8:37 AM. Circling around three times in the living room before settling down on the rug for a nap. Two times is too few, and four times is too many, but three times is just right, if you ask me, and of course you are asking me.


11:10 AM. Waking up from my nap. Oh, good. Haven’t missed a lunchtime mooching opportunity.


12:18 PM. I have managed to mooch a couple of sandwiches from the human while she’s having lunch. Ham and cheese really do hit the spot for a good dog. And I am a good dog. A very good dog. Just ignore what the mailman and the vet and the town mayor say, because they’re all against me.

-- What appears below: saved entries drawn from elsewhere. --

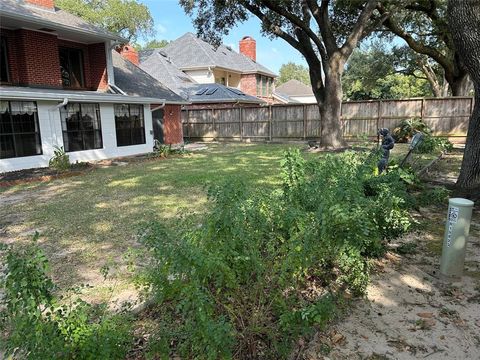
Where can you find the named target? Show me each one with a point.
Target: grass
(89, 220)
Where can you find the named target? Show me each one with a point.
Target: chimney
(49, 4)
(129, 53)
(248, 47)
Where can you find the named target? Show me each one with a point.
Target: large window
(129, 124)
(71, 67)
(81, 126)
(19, 130)
(3, 61)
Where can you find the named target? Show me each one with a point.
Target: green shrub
(38, 326)
(60, 161)
(254, 274)
(409, 127)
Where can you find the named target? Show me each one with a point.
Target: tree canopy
(291, 71)
(129, 18)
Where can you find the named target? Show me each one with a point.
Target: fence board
(446, 117)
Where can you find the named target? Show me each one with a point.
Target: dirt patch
(410, 311)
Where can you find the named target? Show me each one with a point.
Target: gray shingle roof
(135, 81)
(162, 68)
(19, 8)
(188, 51)
(294, 88)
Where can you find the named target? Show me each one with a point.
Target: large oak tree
(325, 32)
(464, 22)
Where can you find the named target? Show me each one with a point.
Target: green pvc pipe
(457, 228)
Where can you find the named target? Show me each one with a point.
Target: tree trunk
(464, 22)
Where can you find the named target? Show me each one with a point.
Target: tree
(152, 44)
(375, 73)
(423, 26)
(291, 71)
(464, 22)
(128, 18)
(325, 32)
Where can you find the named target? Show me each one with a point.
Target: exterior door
(157, 119)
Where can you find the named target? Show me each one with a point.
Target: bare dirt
(411, 311)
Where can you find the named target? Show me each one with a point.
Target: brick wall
(172, 124)
(33, 60)
(248, 84)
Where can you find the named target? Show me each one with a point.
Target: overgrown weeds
(262, 269)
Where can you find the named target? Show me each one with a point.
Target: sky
(171, 22)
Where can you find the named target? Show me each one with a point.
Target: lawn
(89, 220)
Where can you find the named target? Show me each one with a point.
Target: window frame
(14, 134)
(4, 58)
(71, 50)
(82, 130)
(131, 128)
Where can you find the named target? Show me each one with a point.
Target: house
(294, 91)
(61, 85)
(199, 62)
(162, 68)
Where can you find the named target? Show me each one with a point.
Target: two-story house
(58, 87)
(202, 63)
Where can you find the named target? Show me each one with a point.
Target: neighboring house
(162, 68)
(294, 91)
(58, 88)
(202, 63)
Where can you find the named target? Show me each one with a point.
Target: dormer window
(3, 61)
(71, 67)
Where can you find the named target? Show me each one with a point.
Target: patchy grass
(89, 220)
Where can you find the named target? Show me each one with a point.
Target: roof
(162, 68)
(294, 88)
(55, 18)
(135, 81)
(218, 93)
(22, 93)
(189, 52)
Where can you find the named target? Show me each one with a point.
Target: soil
(411, 311)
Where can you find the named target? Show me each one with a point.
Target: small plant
(38, 325)
(60, 160)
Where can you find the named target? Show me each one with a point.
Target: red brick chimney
(248, 47)
(50, 4)
(128, 52)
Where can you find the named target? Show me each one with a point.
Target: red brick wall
(172, 124)
(248, 84)
(45, 3)
(37, 57)
(33, 60)
(248, 47)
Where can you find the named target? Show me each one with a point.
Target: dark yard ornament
(387, 145)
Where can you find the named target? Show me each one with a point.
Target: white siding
(51, 135)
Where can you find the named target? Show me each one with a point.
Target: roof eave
(55, 25)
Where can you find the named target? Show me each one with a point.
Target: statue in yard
(387, 144)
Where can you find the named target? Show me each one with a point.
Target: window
(129, 124)
(19, 130)
(71, 67)
(3, 61)
(81, 127)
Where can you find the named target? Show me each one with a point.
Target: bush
(263, 268)
(38, 326)
(60, 161)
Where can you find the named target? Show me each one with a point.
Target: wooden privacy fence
(446, 116)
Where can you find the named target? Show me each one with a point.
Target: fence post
(241, 123)
(304, 122)
(270, 122)
(188, 124)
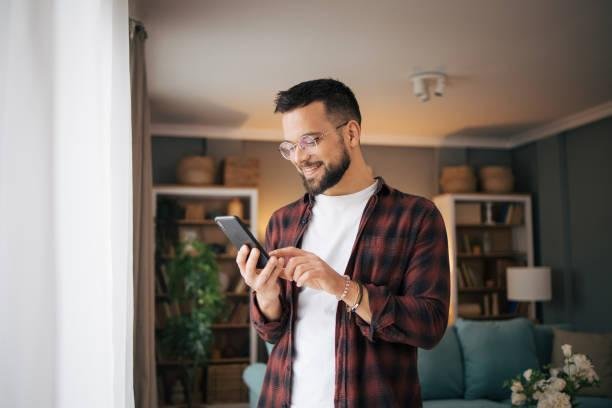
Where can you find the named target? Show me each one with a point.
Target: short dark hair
(338, 98)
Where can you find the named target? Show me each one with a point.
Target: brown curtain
(145, 384)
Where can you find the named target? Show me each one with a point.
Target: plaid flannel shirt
(400, 255)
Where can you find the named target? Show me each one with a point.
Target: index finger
(288, 251)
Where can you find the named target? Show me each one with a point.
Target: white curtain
(65, 204)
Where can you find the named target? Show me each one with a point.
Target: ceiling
(517, 70)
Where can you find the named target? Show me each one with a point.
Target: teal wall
(570, 178)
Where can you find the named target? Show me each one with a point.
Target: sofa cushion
(544, 336)
(593, 402)
(493, 352)
(461, 403)
(598, 347)
(441, 368)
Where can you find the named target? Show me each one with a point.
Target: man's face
(322, 167)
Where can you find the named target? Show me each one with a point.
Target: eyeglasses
(307, 143)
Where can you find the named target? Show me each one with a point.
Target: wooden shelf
(229, 360)
(503, 316)
(481, 290)
(491, 226)
(224, 360)
(492, 255)
(225, 257)
(230, 326)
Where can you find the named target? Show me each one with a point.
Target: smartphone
(240, 235)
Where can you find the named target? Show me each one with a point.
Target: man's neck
(351, 182)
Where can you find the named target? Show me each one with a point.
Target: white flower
(518, 398)
(554, 399)
(567, 350)
(517, 387)
(557, 384)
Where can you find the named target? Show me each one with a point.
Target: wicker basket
(241, 171)
(224, 384)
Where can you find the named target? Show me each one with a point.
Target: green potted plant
(193, 282)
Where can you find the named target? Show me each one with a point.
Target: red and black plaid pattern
(401, 257)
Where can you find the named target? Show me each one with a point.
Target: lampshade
(529, 283)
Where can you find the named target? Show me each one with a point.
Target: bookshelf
(235, 342)
(487, 233)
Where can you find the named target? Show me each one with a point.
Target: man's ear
(354, 132)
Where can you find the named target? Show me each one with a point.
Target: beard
(332, 174)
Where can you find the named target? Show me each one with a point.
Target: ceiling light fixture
(421, 82)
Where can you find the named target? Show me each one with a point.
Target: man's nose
(300, 155)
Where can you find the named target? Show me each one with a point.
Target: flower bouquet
(554, 387)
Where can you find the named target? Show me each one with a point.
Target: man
(358, 275)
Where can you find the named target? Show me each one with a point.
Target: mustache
(310, 164)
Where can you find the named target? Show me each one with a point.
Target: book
(469, 309)
(509, 213)
(467, 248)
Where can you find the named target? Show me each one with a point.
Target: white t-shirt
(330, 235)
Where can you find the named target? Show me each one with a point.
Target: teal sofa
(467, 368)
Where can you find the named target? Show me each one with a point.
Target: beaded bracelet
(351, 309)
(347, 284)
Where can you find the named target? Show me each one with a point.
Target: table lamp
(529, 284)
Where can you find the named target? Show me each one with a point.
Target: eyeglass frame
(312, 144)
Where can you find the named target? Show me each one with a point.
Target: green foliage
(193, 280)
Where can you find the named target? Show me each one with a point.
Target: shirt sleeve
(270, 331)
(419, 316)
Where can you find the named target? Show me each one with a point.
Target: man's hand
(307, 269)
(263, 281)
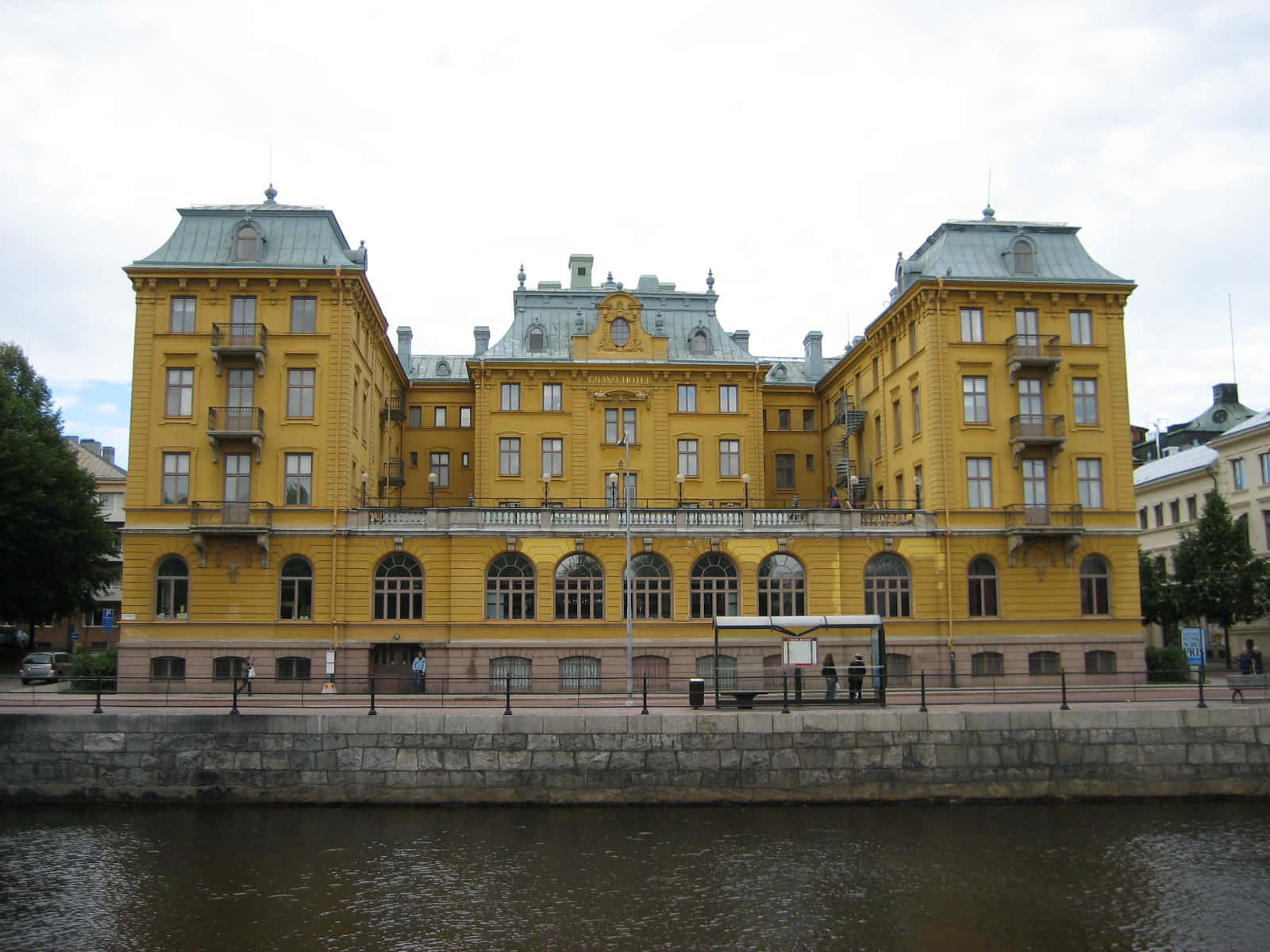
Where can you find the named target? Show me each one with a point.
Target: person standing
(419, 666)
(855, 679)
(831, 678)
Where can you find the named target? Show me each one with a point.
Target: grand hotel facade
(310, 495)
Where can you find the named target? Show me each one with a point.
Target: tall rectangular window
(300, 393)
(510, 456)
(978, 482)
(438, 463)
(785, 471)
(1089, 482)
(620, 424)
(181, 393)
(183, 315)
(729, 457)
(552, 456)
(975, 399)
(300, 479)
(689, 459)
(972, 325)
(1085, 400)
(175, 479)
(304, 315)
(1083, 328)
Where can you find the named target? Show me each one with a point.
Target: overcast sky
(791, 148)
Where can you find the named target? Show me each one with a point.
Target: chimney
(579, 271)
(1226, 393)
(404, 336)
(814, 359)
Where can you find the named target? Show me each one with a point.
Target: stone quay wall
(704, 757)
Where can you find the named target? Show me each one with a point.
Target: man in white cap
(855, 679)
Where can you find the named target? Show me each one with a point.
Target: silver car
(46, 666)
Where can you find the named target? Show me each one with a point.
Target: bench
(1238, 683)
(745, 698)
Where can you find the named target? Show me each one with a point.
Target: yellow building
(304, 497)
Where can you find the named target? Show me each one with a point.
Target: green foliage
(1217, 574)
(1168, 664)
(90, 668)
(55, 547)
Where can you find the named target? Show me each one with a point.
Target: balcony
(1033, 352)
(1029, 522)
(239, 340)
(235, 423)
(226, 518)
(1038, 431)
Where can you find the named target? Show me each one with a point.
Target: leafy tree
(55, 547)
(1217, 574)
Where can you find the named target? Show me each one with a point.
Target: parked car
(46, 666)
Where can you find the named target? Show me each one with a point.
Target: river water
(950, 877)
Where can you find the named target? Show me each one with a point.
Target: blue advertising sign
(1195, 645)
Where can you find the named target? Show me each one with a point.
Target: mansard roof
(291, 236)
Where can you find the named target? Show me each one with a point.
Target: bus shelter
(799, 640)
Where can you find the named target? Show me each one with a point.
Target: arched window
(723, 666)
(1022, 254)
(982, 577)
(171, 588)
(168, 670)
(1095, 587)
(714, 588)
(579, 673)
(651, 587)
(1100, 662)
(579, 588)
(887, 587)
(781, 585)
(398, 588)
(510, 668)
(296, 598)
(295, 670)
(1045, 663)
(247, 244)
(987, 663)
(510, 588)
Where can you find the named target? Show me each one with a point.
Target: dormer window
(247, 244)
(1022, 254)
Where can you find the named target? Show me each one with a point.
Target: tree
(55, 546)
(1217, 574)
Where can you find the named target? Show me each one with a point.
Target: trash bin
(696, 692)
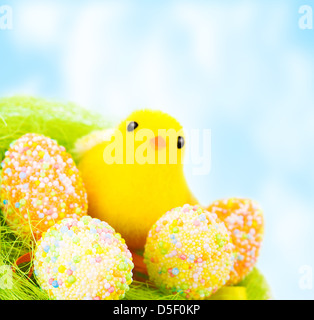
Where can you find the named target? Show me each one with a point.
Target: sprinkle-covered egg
(189, 252)
(40, 184)
(244, 220)
(83, 258)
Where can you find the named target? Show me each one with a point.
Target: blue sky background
(244, 69)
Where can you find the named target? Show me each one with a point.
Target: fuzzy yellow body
(132, 187)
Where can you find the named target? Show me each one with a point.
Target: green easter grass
(66, 123)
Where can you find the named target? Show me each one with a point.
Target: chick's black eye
(132, 126)
(180, 142)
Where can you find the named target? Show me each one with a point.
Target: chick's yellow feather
(137, 176)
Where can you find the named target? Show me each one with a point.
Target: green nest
(66, 123)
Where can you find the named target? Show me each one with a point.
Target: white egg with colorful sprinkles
(40, 185)
(83, 259)
(189, 252)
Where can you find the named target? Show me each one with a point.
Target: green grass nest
(66, 123)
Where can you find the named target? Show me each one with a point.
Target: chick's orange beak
(158, 142)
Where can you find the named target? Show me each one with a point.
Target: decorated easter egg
(40, 184)
(83, 258)
(189, 252)
(244, 221)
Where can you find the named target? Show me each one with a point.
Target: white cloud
(89, 50)
(38, 24)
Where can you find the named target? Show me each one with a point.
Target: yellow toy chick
(136, 175)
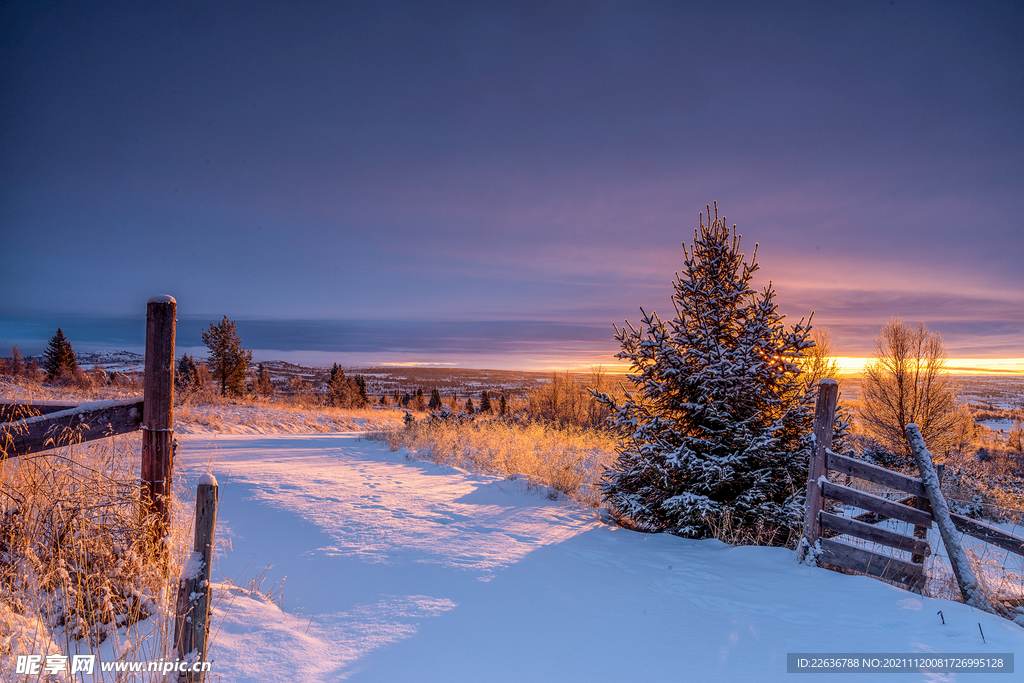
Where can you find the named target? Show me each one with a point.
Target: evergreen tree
(340, 389)
(716, 431)
(263, 383)
(185, 374)
(228, 361)
(435, 399)
(15, 364)
(361, 399)
(58, 358)
(419, 401)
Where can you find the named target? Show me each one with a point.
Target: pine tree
(419, 401)
(15, 364)
(715, 434)
(341, 391)
(228, 361)
(435, 399)
(185, 375)
(361, 399)
(58, 358)
(263, 383)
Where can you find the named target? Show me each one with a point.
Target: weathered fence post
(192, 622)
(970, 588)
(824, 413)
(158, 413)
(922, 503)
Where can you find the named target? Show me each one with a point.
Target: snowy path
(401, 570)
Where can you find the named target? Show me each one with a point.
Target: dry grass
(567, 459)
(77, 568)
(257, 416)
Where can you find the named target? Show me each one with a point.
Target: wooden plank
(880, 475)
(875, 518)
(83, 423)
(971, 589)
(824, 412)
(988, 534)
(19, 409)
(192, 621)
(863, 561)
(873, 534)
(876, 504)
(158, 416)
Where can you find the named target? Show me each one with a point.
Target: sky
(495, 184)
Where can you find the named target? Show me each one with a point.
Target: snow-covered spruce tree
(58, 358)
(714, 434)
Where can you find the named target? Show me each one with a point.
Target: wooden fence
(921, 508)
(53, 424)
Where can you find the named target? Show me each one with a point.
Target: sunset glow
(496, 185)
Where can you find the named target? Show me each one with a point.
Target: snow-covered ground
(404, 570)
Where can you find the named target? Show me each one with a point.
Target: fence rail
(84, 422)
(924, 506)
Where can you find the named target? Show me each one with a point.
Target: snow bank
(400, 569)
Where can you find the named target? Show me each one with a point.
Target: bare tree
(905, 383)
(818, 361)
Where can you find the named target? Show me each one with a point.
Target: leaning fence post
(970, 588)
(192, 621)
(158, 413)
(824, 413)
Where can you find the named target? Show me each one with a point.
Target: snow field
(406, 570)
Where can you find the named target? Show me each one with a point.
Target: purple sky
(456, 167)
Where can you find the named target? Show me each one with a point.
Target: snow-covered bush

1:32 PM. Barking up a storm of fury at the evil mailman as he drops off mail at the mailbox and drives away. Get lost, you coward! And never come back here again! Do you hear me? Never again!


3:54 PM. Mooching an oatmeal cookie from the human while she has tea. Yum yum yum!


6:31 PM. Dinner with the human. She’s been considerate enough to give me some of the ground beef she had on hand for something she calls shepherd’s pie. Does that mean it’s made from shepherds? 


7:40 PM. Looking outside. Getting darker. Too early for sunset, and besides, those clouds in the west are looking rather dark and threatening and… human? Were we scheduled to get any rain?


8:07 PM. Barking my head off as rain pours down outside and lightning flashes. And where there’s lightning, you just know there’s going to be the terrible boom bang loud roar of thunder…


8:11 PM. Huddling behind the couch with my head buried beneath it. Sounds like the end of the world out there with all that thunder. Human! Batten down the hatches! Women and children first, or however that phrase goes! Save yourselves!


10:02 PM. The storm finally seems to have cleared off. The human looks at me and says it’s all perfectly normal and there’s no reason for me to cower behind the couch. I will have you know I wasn’t cowering. I was establishing my ambush position just in case the storm decided to break into the house.


11:32 PM. The human is off to bed. Well, good night, human. Sleep well. But please, keep the door open, because if there’s another storm in the night, I’m going to be sprinting upstairs and hiding under your bed and whimpering until the thunder goes away.